Das einzig Beständige ist der Wandel“, sagt der Volksmund. Ein Allgemeinplatz, doch was ganz offensichtlich nicht konstant ist, ist die Geschwindigkeit des Wandels. Ob Trumps neue Außenpolitik, die mal eben die regelfixierten Ideale der Nachkriegsordnung ad acta legt, oder die CDU, die sich in beinahe eruptiver Art von ihrer Altkanzlerin löst – momentan bröckeln Allianzen und alte Gewissheiten in schwindelerregender Manier. Für Konservative, also „bewahrende“ Naturen, eigentlich ein Grund, die Hände über dem Kopf zusammenzuschlagen.
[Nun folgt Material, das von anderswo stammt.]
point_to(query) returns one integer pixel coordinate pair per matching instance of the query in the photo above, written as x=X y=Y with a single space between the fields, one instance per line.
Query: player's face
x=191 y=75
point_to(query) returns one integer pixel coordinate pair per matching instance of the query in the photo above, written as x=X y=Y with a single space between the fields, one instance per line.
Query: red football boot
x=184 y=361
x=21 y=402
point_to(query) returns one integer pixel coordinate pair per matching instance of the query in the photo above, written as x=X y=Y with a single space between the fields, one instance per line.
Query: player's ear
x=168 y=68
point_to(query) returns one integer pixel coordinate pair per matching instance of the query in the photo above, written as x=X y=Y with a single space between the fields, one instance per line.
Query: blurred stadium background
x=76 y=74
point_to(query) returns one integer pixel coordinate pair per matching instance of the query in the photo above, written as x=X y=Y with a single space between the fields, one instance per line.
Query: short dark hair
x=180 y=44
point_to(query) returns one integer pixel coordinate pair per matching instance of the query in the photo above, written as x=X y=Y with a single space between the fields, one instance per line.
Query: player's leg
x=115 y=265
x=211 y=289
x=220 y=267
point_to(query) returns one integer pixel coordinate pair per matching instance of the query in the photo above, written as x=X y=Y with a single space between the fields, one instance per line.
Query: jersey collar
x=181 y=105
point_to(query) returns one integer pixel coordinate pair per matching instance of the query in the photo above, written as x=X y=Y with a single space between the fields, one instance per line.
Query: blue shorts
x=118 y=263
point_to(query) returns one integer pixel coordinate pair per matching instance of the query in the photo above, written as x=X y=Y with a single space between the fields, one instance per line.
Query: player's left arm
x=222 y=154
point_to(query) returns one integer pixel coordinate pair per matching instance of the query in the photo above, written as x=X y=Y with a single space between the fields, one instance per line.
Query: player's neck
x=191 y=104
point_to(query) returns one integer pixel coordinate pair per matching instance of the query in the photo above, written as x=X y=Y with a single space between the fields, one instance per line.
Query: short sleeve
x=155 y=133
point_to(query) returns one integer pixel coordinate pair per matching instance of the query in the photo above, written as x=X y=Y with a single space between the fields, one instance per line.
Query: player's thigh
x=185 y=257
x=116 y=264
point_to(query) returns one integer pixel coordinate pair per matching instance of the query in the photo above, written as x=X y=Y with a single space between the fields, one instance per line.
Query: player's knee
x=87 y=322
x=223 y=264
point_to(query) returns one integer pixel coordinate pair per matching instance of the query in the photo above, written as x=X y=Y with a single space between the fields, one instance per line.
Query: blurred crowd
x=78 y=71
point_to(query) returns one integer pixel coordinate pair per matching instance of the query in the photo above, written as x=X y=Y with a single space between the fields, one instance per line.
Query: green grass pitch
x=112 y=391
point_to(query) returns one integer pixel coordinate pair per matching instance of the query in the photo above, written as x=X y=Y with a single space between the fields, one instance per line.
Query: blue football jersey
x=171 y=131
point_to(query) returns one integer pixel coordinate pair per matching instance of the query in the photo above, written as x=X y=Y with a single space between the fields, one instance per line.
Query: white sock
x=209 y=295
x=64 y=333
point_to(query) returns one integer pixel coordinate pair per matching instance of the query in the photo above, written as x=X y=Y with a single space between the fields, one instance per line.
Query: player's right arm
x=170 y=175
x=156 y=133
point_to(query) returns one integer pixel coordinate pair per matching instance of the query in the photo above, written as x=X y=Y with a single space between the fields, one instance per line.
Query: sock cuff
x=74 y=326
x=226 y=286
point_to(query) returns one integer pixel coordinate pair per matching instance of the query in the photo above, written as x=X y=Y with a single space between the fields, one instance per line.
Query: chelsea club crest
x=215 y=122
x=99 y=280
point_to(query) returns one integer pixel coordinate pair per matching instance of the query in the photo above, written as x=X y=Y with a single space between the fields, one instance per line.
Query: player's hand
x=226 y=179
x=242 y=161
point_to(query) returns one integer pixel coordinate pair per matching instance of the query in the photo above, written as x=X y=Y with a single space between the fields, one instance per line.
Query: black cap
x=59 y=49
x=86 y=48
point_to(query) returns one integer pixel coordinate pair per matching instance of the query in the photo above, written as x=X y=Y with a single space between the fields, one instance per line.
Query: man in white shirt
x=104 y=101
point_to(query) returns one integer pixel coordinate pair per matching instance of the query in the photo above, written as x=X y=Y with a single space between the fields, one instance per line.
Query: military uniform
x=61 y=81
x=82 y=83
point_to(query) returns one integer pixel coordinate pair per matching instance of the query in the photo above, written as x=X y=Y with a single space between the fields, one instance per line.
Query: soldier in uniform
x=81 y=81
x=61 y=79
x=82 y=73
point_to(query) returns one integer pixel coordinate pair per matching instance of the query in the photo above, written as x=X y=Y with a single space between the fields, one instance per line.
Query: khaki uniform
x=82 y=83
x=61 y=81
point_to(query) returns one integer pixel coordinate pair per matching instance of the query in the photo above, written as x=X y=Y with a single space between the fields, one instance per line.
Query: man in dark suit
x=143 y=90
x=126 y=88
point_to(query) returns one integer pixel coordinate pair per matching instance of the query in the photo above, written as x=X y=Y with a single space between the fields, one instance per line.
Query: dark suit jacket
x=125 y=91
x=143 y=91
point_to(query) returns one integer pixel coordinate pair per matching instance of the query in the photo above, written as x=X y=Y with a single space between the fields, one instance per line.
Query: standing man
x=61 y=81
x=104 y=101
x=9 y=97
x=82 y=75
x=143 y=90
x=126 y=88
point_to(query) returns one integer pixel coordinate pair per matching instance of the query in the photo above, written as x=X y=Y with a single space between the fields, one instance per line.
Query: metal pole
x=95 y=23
Wer sich also klammheimlich über das zerschlagene Porzellan zwischen ZdK und CDU freut, der hängt jedenfalls nicht am status quo ante – und darf sich insofern hinfort gern als progressiven Katholiken bezeichnen. Wobei gesondert zu klären wäre, ob das Zerwürfnis eher auf dem traditionell zunehmenden linken Fortschrittsgeist des ZdK basiert oder dem fortschreitenden Rechtsschwenk der Union, die mit ihrer Anknüpfung an Vor-Merkel-Überzeugungen den Weg zurück in die Zukunft eingeschlagen hat.
Linke Verbände, rechte Basis
Ähnliche Begriffsverwirrung dürfte in diesen Tagen übrigens auch in der homosexuellen Szene herrschen: Während der LSVD+, eine einflussreiche queere Lobbyorganisation, anlässlich der Bundestagswahl „Wahlprüfsteine“ veröffentlicht hat, in denen die Partei „die Linke“ bei weitem am besten abschneidet, während der CDU/CSU bei acht Kategorien sechsmal die Wertung „schlecht“, und zweimal „gefährlich“ attestiert wird (BSW und AfD antworteten nicht auf die LSVD-Anfrage), ergab eine Umfrage unter Nutzern der schwulen Dating-App „Romeo“, dass diese gar die AfD auf Platz eins wählen würden.
Linke Verbände, rechte Basis – ein Schelm jedenfalls, wer dabei an das Verhältnis katholischer Laienverbände zum von ihnen vorgeblich vertretenen Volk Gottes denkt, das sein Kreuz allen guten Ratschlägen zum Trotz empirisch am liebsten bei der rückschrittlich-progressiven Union setzt. Auch wenn es sicherlich Gründe gibt, den darin aufscheinenden Verlust an wohliger Milieu-Kohärenz zu beweinen: Der frische Wind des Wandels bietet jedenfalls die Gelegenheit, den eigenen Standpunkt frei von überholten Labels zu bestimmen. Nicht das schlechteste für Katholiken, die sich in zunehmend entchristlichter Umgebung sowieso darin üben müssen, argumentativ für ihre Überzeugungen einzustehen.